San Francisco-based State Sen. Scott Wiener announced via Twitter Monday that he will back an effort to repeal Article 34 of the California Constitution, calling it “a racist provision [...] that singles out public housing” and a “scar on California.”

Added in 1950, Article 34 makes it more difficult to create low-income housing by subjecting construction to a public vote.

The article reads, in part:

No low rent housing project shall hereafter be developed, constructed, or acquired in any manner by any state public body until, a majority of the qualified electors [...] approve such project by voting in favor thereof at an election to be held for that purpose, or at any general or special election.

For the purposes of this Article the term “low rent housing project” shall mean any development composed of urban or rural dwellings, apartments or other living accommodations for persons of low income.

[...] “Persons of low income” shall mean persons or families who lack the amount of income which is necessary (as determined by the state public body developing, constructing, or acquiring the housing project) to enable them, without financial assistance, to live in decent, safe and sanitary dwellings.

The common argument backing Article 34 is that affordable housing is a public asset and therefore the public gets oversight on it.

But, unsurprisingly, there’s a long history of some California communities employing the vote mechanism for racist political ends, and blocking new housing by playing on fears about integrated neighborhoods.

Writing in the Santa Clara Law Review in 1993, attorney Kathleen Morgan-Martinez noted that a federal court struck down Article 34 in 1971, deeming it racially discriminatory.

However, the U.S. Supreme Court overturned that decision, deciding that the law did not explicitly include “distinctions based on race”—at least not in its actual text.

“It’s a white supremacist chapter in the state’s history,” Los Angeles Mayor Eric Garcetti told the Los Angeles Times. Garcetti is campaigning for a repeal, and Santa Monica-based Senator Ben Allen is pushing for a 2020 ballot measure doing away with Article 34.

Wiener’s public backing adds a Northern California front to the war on the ’50s-era housing law. But Article 34 has weathered several previous repeal attempts, the last one in 1993.

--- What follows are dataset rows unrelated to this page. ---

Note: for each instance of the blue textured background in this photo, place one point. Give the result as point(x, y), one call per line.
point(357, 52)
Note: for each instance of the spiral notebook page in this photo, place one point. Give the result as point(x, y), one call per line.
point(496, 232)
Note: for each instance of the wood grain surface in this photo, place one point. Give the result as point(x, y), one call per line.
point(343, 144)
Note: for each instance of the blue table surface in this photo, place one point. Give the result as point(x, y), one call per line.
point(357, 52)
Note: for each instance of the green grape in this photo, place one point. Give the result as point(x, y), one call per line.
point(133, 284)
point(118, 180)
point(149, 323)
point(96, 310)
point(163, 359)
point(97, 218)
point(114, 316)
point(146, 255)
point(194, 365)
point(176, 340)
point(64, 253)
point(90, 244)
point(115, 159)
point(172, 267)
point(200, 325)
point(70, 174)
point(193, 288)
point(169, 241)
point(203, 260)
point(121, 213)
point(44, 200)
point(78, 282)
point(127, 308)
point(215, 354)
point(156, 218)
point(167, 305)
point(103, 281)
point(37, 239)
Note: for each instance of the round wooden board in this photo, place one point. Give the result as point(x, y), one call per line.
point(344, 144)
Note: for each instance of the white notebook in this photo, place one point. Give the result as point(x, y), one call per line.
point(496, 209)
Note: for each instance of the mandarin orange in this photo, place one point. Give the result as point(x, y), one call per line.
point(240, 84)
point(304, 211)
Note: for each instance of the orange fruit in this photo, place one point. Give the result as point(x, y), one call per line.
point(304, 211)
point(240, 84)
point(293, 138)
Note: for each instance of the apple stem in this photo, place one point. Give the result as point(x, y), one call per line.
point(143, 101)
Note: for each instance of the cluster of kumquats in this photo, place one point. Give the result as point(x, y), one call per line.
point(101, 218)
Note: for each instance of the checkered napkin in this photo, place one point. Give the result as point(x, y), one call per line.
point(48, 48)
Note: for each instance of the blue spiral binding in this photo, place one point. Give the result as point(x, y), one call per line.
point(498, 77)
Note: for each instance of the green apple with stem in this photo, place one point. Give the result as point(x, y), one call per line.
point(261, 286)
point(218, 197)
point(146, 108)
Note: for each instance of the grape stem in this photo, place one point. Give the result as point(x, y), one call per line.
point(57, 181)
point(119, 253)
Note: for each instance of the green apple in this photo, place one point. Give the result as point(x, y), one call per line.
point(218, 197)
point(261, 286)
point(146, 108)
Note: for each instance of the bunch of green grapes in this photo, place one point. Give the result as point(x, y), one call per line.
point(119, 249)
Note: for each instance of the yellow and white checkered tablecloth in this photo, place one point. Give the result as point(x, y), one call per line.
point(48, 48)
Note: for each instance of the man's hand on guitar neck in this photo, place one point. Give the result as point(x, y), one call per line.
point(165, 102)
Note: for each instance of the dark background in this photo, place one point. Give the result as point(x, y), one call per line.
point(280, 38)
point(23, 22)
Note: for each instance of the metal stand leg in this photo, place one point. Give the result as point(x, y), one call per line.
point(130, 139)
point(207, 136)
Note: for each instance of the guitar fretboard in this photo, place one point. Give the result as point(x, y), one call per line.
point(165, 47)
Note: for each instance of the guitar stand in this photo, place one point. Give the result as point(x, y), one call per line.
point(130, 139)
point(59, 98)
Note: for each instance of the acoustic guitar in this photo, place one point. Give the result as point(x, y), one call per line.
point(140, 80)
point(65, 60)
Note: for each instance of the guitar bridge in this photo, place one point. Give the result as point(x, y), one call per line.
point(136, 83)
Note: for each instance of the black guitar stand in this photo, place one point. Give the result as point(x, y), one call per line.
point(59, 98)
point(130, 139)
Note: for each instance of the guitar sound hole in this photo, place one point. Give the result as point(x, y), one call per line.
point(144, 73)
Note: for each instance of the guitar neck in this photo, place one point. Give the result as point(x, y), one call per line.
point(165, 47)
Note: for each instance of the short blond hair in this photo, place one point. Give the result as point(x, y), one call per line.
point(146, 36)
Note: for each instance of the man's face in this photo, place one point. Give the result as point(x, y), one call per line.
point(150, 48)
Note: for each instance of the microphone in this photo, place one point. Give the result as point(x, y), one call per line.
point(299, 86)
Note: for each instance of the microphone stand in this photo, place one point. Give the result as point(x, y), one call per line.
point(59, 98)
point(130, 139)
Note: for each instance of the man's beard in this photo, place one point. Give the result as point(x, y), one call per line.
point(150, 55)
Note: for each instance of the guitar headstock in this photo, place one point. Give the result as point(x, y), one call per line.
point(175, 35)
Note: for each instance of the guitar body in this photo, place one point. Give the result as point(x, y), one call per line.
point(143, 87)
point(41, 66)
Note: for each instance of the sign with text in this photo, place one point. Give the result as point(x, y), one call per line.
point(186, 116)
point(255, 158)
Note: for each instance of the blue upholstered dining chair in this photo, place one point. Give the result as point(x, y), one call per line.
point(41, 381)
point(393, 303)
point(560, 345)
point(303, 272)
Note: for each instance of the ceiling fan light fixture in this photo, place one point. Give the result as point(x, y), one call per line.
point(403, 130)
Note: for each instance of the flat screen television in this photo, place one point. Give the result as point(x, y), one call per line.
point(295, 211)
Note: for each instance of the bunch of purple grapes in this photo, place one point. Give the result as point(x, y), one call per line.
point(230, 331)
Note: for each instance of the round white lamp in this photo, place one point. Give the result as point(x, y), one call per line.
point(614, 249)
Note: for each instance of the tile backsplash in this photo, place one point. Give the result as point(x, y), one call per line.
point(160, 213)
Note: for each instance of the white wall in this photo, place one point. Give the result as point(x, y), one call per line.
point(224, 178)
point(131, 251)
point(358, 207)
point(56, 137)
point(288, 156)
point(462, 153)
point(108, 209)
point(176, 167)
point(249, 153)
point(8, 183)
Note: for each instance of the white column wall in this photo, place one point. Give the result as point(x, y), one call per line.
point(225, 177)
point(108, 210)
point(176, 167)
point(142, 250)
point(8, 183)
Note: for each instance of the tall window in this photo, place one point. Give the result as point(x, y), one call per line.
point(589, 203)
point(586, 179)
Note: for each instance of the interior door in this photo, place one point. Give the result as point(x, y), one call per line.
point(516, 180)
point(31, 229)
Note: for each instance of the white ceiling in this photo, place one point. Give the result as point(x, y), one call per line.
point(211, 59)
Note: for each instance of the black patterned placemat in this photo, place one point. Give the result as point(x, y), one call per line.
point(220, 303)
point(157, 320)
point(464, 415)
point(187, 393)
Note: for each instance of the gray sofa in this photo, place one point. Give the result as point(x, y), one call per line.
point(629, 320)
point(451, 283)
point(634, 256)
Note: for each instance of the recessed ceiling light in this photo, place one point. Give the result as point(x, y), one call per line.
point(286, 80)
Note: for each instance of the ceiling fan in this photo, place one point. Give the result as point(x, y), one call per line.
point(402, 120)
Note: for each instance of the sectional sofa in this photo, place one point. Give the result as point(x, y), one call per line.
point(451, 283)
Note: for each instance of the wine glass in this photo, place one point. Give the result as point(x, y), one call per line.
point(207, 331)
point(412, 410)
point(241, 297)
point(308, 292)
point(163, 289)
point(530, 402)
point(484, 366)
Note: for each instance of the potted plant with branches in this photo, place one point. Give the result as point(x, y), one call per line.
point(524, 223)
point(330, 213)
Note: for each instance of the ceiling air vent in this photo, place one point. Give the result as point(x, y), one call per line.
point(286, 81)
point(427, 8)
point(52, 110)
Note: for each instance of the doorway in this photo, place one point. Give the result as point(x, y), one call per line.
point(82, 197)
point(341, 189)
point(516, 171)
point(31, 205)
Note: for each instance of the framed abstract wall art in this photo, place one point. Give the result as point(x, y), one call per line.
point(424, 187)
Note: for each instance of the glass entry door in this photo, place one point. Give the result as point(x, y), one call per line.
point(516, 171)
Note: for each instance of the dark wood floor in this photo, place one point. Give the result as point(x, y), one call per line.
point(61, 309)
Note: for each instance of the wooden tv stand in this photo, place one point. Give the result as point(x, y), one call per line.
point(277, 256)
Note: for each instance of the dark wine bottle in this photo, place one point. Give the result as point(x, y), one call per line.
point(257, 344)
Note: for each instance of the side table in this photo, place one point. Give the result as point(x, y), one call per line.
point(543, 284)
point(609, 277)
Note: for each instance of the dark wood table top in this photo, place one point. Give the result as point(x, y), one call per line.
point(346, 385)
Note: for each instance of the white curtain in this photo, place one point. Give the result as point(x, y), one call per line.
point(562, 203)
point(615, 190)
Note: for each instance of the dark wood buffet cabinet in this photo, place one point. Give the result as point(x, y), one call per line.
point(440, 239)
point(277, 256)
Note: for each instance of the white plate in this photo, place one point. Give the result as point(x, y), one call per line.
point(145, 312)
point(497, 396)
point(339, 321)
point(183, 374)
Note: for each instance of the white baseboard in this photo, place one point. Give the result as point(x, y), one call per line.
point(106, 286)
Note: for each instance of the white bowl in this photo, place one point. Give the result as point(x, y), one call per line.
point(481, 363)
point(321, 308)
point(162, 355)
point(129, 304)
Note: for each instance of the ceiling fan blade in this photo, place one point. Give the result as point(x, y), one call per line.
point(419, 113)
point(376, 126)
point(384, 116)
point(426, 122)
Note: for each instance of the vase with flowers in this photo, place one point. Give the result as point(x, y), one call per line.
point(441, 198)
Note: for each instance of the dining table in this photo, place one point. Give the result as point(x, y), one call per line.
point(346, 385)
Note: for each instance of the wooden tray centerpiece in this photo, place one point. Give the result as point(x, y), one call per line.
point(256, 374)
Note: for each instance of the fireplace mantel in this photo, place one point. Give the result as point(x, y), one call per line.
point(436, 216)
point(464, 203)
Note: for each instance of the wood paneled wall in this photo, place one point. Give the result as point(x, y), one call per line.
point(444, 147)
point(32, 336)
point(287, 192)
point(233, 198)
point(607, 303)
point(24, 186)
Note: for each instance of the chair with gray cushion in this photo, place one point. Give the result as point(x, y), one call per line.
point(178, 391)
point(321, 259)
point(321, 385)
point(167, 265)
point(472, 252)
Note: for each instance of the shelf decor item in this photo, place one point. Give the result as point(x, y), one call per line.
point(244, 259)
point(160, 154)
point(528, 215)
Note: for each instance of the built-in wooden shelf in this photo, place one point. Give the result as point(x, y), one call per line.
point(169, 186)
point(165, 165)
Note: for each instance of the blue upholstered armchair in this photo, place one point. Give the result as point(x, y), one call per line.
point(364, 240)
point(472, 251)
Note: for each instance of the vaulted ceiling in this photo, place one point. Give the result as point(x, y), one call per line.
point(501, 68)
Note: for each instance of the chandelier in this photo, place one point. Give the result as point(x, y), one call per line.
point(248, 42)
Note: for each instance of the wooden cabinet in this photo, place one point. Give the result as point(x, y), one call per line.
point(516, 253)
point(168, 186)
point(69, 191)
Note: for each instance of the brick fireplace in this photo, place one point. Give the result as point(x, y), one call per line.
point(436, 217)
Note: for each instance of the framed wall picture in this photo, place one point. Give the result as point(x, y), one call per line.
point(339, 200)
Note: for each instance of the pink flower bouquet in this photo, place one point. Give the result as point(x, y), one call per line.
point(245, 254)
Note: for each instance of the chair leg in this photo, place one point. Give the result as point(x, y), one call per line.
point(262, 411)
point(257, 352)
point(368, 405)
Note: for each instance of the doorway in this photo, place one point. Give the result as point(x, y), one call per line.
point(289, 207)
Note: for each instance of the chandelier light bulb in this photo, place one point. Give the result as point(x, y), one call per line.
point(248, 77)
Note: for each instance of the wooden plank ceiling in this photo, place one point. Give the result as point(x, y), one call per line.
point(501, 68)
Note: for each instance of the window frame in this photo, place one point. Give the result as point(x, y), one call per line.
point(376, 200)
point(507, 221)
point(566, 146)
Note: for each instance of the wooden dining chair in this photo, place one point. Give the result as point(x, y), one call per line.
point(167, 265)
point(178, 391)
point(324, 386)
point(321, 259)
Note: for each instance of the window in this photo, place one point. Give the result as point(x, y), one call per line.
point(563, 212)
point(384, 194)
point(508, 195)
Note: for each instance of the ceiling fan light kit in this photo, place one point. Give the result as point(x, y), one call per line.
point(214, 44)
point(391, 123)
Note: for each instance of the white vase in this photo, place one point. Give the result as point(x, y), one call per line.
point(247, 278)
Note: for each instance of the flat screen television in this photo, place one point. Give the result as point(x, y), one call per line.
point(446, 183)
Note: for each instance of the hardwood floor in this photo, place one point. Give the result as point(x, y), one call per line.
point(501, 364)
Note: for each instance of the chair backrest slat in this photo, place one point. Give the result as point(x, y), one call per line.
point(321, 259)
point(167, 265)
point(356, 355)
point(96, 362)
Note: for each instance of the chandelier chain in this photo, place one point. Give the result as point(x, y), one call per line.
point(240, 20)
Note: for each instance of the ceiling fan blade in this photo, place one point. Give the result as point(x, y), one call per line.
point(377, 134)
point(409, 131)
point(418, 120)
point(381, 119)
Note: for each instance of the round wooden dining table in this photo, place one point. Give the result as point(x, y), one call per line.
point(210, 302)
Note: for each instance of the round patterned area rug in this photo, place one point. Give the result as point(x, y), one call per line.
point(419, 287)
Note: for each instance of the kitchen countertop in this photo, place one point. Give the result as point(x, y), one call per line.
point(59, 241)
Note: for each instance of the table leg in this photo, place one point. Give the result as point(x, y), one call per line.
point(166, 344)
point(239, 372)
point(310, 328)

That measure, Proposition 168, failed with just over 40 percent of the vote, although it was popular in San Francisco, where it carried over 65 percent of the vote.

Alameda County voters backed the repeal too, but the rest of the Bay Area joined the state at large by batting it down.

Under state law, two-thirds of California lawmakers in both chambers will have to back the repeal to qualify for the 2020 ballot.